Restaurant review: Vargas Cafe in Cape Canaveral is a hole-in-the-wall of the best kind

Lyn Dowling

Sometimes, you don’t care about ambiance and stylishness in a restaurant; sometimes, atmosphere is determined by the graciousness of the proprietor and the quality of the food. Such a restaurant is Vargas Café.

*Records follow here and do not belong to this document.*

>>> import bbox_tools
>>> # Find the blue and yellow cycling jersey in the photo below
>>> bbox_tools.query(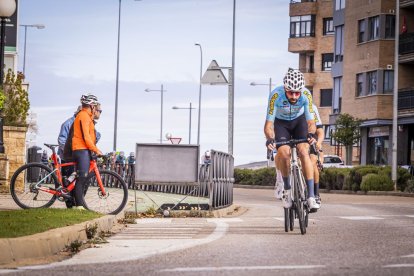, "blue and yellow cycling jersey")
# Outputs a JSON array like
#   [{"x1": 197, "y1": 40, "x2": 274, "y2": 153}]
[{"x1": 266, "y1": 86, "x2": 314, "y2": 122}]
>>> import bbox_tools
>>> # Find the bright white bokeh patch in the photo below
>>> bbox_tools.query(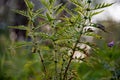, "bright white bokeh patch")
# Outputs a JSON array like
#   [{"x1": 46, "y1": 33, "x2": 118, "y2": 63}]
[{"x1": 92, "y1": 0, "x2": 120, "y2": 22}]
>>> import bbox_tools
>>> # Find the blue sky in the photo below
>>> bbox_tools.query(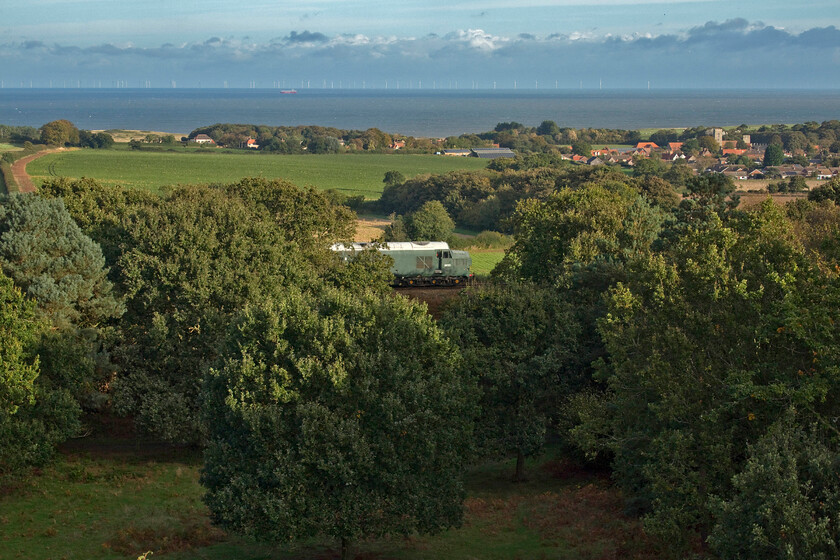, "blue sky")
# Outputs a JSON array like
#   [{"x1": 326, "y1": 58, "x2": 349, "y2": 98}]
[{"x1": 0, "y1": 0, "x2": 840, "y2": 88}]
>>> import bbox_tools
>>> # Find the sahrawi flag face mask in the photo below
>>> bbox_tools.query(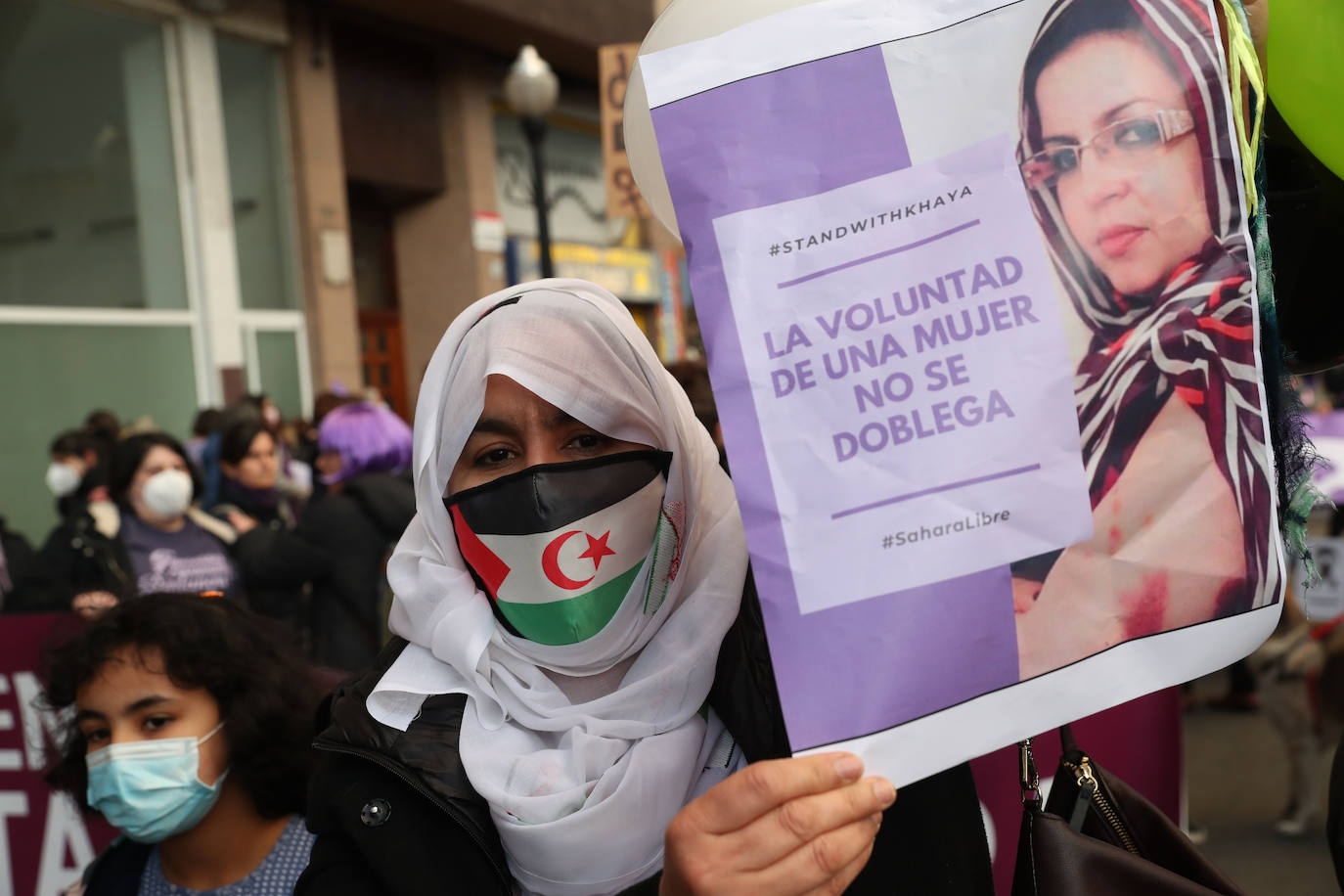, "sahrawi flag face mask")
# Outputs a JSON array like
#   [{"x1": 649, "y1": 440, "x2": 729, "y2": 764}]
[{"x1": 443, "y1": 451, "x2": 672, "y2": 645}]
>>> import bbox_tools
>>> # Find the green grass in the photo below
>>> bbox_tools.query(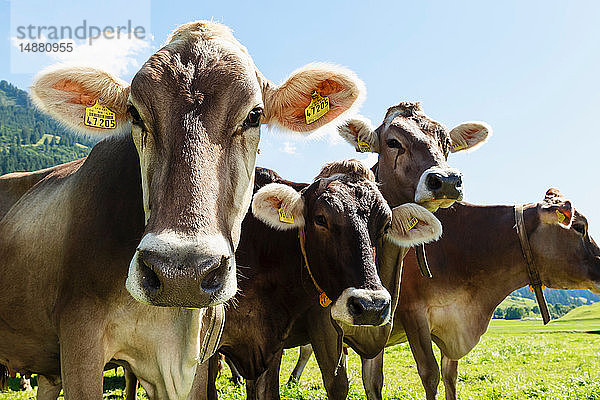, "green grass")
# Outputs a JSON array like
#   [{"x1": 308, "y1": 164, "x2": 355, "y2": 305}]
[
  {"x1": 0, "y1": 318, "x2": 600, "y2": 400},
  {"x1": 498, "y1": 296, "x2": 537, "y2": 309}
]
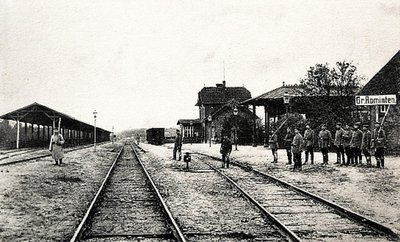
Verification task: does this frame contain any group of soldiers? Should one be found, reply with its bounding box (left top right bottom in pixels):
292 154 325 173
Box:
269 122 386 170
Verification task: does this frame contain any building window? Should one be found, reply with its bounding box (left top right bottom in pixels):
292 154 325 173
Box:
379 105 389 113
183 126 193 137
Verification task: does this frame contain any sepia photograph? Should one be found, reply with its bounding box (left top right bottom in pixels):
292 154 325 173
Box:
0 0 400 242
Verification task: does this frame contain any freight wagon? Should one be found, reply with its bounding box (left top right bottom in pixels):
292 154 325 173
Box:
146 128 165 145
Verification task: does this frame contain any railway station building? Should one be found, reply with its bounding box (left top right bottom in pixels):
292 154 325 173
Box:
177 119 203 143
195 81 258 144
241 83 359 145
0 102 111 149
177 81 259 144
355 50 400 153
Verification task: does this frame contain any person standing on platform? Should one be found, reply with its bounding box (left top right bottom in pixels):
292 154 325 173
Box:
172 129 182 160
303 124 315 165
219 134 232 168
136 134 140 145
333 123 345 165
49 129 64 165
292 129 304 171
318 124 332 165
342 124 352 166
268 131 278 163
283 127 294 165
360 124 372 167
371 122 386 168
350 123 362 166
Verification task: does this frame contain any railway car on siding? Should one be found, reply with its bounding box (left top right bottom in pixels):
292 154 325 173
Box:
146 128 165 145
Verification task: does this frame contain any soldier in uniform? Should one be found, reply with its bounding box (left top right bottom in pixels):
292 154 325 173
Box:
49 129 64 165
342 124 352 166
318 124 332 164
333 123 345 164
292 129 304 171
268 130 278 163
360 124 372 167
371 122 386 168
303 124 315 165
283 127 294 165
350 123 362 166
219 134 232 168
172 129 182 160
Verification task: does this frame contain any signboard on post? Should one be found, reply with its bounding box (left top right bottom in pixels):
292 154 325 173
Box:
355 95 397 106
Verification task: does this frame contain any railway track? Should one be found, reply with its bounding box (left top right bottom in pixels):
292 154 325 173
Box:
0 145 108 167
197 153 400 241
70 145 186 242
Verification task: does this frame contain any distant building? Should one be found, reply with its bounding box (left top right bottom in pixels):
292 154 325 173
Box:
358 51 400 153
196 81 251 120
177 119 203 143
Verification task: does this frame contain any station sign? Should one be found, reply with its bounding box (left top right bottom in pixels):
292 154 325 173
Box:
355 95 397 106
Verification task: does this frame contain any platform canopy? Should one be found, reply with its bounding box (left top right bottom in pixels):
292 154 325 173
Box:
0 102 109 132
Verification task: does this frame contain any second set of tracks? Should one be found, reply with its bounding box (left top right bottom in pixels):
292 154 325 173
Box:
70 145 399 242
70 145 186 242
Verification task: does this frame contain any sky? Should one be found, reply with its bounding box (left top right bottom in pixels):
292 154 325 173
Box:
0 0 400 131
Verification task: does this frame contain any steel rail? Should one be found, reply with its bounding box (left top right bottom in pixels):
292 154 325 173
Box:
130 144 186 242
0 145 107 166
70 145 124 242
203 161 302 242
196 152 400 241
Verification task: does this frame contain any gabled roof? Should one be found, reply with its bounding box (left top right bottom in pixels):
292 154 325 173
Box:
196 85 251 106
359 50 400 95
0 102 109 132
242 85 304 104
177 119 201 125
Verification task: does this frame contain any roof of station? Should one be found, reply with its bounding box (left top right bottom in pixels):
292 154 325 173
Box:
359 50 400 95
177 119 201 125
0 102 110 132
242 85 303 105
196 82 251 106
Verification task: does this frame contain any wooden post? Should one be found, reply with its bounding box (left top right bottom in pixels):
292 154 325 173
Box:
31 124 34 145
252 104 257 147
24 122 28 146
42 125 46 143
264 106 269 147
16 119 19 149
38 124 40 143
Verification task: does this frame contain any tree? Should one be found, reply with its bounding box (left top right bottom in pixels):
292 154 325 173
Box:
300 61 364 97
296 61 364 132
331 61 365 96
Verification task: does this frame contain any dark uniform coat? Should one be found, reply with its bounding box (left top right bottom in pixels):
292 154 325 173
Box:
268 134 278 149
292 133 303 154
49 134 64 160
333 128 345 147
371 129 386 148
361 130 372 149
350 129 362 149
342 130 352 147
283 131 294 149
304 129 315 146
318 130 332 148
220 139 232 155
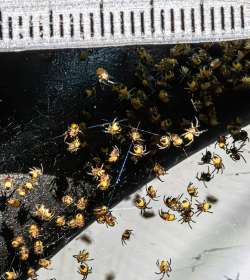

It has as tiny a dining room, with two tables and three seats at a counter. One could say it is busily decorated: One wall has a huge mural of Havana, another, various mementos and clippings, not least of which are the Cuban and U.S. flags. The ceiling is festooned with countless numbers of currency, foreign and American. The kitchen is visible to all comers and they do come: businesspeople, medical professionals, police officers, vacationers, chefs.

The masitas de puerco at Vargas Cafe in Cape Canaveral featured chunks of fried pork contrasting a slightly crisp and sweet exterior with tender meat inside.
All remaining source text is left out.